Para conseguir fazer a retificação dos documentos, a assistente social participou de um mutirão da Defensoria Pública do Distrito Federal (DPDF). Em um primeiro momento, Lucci foi orientada a mudar apenas o nome.

“Eu estava bem no começo da minha transição. O juiz da Vara de Registros era mais propenso a deferir o pedido do que qualquer outro juiz da Vara de Família, porque quando você troca o gênero, o processo é direcionado para essa outra vara”, conta.

Após conseguir a autorização na Justiça, ela começou a peregrinação para mudar o nome na certidão de nascimento, na identidade e na Receita Federal. Em 2018, o processo se repetiu para trocar o gênero nos documentos.

Dessa vez, o juiz que analisou o pedido dela pediu que passasse por uma psicóloga do Tribunal de Justiça do Distrito Federal e Territórios (TJDFT). A assistente social avalia que o processo foi constrangedor e vagaroso.

“A gente tinha que falar da nossa infância, quando que começou a gostar de boneca e a se sentir menina, como se nossas experiências fossem todas padronizadas, e até as mulheres cisgênero tivessem que gostar de boneca”, relembra.

Veja o relato da Lucci:

 

Mudança regulamentada em cartório

Hoje, a mudança de nome e gênero nos documentos é possível sem a necessidade de ação judicial. Qualquer pessoa com mais de 18 anos pode requerer a adequação de sua certidão de nascimento ou casamento à identidade autopercebida.

Desde 2018, após decisão do Supremo Tribunal Federal (STF), o pedido para a realização da mudança de prenome e gênero pode ser realizado diretamente em um dos mais de sete mil cartórios de registro civil do país. Na retificação, é possível alterar somente o prenome, somente o gênero ou ambos.

Para quem é menor de idade, o procedimento só é feito judicialmente. A ação é feita com base na autonomia da pessoa, não sendo necessária a efetivação da cirurgia de redesignação sexual. Todavia, apesar das mudanças, o trâmite de mudança no registro civil ainda é caro e burocrático, o que dificulta o acesso para uma grande parcela da população trans do país.

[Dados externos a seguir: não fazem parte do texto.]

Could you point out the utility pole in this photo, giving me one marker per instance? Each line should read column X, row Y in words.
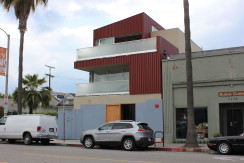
column 7, row 72
column 50, row 75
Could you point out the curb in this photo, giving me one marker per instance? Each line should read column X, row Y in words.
column 152, row 148
column 180, row 149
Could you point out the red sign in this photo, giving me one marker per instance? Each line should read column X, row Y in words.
column 226, row 94
column 3, row 60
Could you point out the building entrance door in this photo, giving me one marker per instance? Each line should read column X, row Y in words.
column 234, row 122
column 231, row 119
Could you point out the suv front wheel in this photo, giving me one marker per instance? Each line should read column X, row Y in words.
column 128, row 144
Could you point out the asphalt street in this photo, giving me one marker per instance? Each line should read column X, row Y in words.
column 37, row 153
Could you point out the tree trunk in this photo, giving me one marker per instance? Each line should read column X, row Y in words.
column 31, row 110
column 20, row 89
column 22, row 29
column 191, row 138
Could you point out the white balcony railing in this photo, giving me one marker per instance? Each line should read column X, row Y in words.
column 118, row 49
column 103, row 88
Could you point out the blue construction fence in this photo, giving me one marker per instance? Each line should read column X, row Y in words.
column 72, row 122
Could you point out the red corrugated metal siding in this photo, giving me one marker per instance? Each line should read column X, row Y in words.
column 140, row 23
column 127, row 26
column 145, row 71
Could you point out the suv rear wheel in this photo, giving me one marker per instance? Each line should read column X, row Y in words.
column 128, row 144
column 88, row 142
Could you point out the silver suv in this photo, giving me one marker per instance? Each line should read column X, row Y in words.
column 128, row 134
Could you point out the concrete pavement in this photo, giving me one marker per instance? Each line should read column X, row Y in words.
column 174, row 147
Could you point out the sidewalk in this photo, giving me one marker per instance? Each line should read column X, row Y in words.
column 158, row 146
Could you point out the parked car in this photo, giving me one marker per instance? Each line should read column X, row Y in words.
column 227, row 144
column 128, row 134
column 28, row 128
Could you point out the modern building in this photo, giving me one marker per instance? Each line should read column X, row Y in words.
column 218, row 81
column 125, row 66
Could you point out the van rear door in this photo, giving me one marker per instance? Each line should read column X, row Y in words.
column 49, row 125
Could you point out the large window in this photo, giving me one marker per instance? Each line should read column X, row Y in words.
column 115, row 74
column 201, row 123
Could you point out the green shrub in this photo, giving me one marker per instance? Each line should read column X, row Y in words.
column 217, row 135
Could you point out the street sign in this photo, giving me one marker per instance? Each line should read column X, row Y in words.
column 3, row 61
column 5, row 105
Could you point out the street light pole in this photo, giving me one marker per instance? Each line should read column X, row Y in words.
column 7, row 71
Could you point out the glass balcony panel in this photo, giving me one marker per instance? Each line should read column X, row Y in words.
column 103, row 88
column 112, row 50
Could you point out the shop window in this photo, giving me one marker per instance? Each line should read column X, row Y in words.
column 111, row 75
column 201, row 123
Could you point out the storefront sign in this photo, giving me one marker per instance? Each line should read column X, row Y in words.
column 226, row 94
column 3, row 61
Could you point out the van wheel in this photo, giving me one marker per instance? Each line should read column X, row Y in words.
column 11, row 141
column 88, row 142
column 27, row 139
column 128, row 144
column 45, row 141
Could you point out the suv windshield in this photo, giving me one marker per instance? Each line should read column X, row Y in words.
column 144, row 126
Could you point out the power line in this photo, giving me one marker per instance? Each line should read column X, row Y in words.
column 71, row 78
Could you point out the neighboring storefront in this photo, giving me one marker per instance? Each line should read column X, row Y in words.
column 218, row 79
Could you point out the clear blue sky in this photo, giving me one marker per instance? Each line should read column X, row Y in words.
column 55, row 32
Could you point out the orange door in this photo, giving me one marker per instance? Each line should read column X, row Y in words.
column 113, row 113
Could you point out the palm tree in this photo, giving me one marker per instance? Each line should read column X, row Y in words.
column 22, row 10
column 191, row 138
column 32, row 96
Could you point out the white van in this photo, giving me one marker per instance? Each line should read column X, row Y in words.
column 33, row 127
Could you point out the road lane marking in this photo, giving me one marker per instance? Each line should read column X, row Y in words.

O processo legal de alteração do nome implica na cobrança de diversas taxas. Após esta etapa, ainda é preciso pagar pela emissão da segunda via de diversos documentos oficiais como era o caso, no Distrito Federal, da carteira de identidade.

Na capital do país, desde 2023, a Lei Complementar nº 1.024/2023, de autoria do deputado Fábio Felix (PSol), isenta as pessoas transexuais e travestis do pagamento pela segunda via do documento de identidade civil.

“Renascimento”

O servidor público da Defensoria Pública do DF (DPDF), Rudá Nunes Alves, 38 anos, passou pelo processo de mudança de nome e gênero no cartório em 2018. Atualmente, ele é referência no Ofício da Diversidade LGBTQIAPN+ do Núcleo de Direitos Humanos.

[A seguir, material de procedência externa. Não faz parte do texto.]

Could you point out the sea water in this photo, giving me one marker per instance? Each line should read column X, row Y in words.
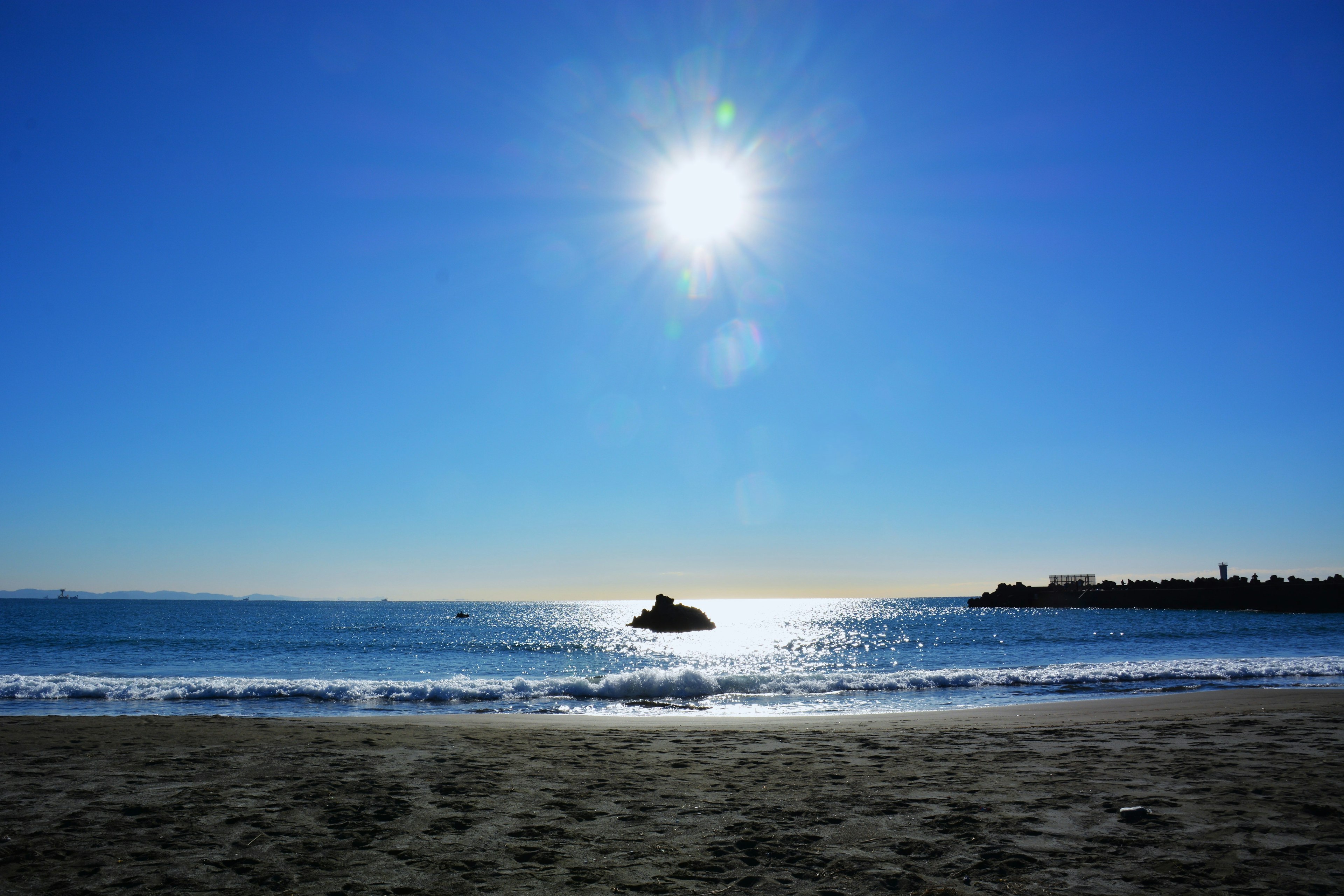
column 785, row 656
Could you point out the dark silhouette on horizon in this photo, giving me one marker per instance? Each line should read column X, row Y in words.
column 1234, row 593
column 670, row 616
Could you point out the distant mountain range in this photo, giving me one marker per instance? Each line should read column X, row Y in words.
column 139, row 596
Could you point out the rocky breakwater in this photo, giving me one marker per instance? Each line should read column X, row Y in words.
column 670, row 616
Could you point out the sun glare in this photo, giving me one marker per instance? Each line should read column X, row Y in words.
column 702, row 201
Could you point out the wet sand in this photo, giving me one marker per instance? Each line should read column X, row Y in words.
column 1246, row 790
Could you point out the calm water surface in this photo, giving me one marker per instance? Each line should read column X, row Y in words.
column 765, row 657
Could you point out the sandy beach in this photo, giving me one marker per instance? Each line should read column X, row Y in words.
column 1246, row 790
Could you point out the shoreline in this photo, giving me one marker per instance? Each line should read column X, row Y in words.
column 1245, row 788
column 1053, row 713
column 1031, row 713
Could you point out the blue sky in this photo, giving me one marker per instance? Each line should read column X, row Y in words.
column 354, row 300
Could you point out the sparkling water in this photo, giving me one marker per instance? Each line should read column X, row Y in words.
column 783, row 656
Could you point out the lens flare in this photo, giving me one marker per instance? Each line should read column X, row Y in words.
column 702, row 201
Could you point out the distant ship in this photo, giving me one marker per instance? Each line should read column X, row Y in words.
column 1222, row 593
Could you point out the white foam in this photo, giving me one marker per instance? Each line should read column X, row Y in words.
column 683, row 681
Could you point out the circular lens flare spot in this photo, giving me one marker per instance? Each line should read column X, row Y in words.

De acordo com ele, o procedimento demorou cerca de três meses para se concretizar. “O processo demorou um pouco, já que nasci no interior do Piauí. Nesses casos, o cartório de Brasília precisa se comunicar com o cartório [do local] em que eu nasci para realizar a averbação. O trâmite é complexo, são ao menos 12 certidões e diversos documentos que precisam ser apresentados”, detalha.

Para ele, não ter que justificar a divergência nos documentos e, principalmente, não ter a identidade trans exposta todas as vezes que precisava se identificar impactou positivamente na vida dele.

“Simbolicamente, representa o meu renascimento. Diversas vezes, as pessoas se utilizam da ausência da retificação para negar o reconhecimento dos nossos nomes, identidades e direitos”, comenta.

Rudá avalia que um dos mais importantes avanços na legislação seria uma lei de identidade de gênero que vise garantir o direito à identidade de gênero e facilite a alteração de nome e gênero nos documentos de pessoas trans.

“No que se refere ao atendimento à população trans é imprescindível que haja cursos de formação continuada obrigatórios para servidores públicos em direitos da população LGBTQIAPN+ em todas as áreas de atuação de forma a garantir o atendimento humanizado e sem discriminação a população trans”, enfatiza.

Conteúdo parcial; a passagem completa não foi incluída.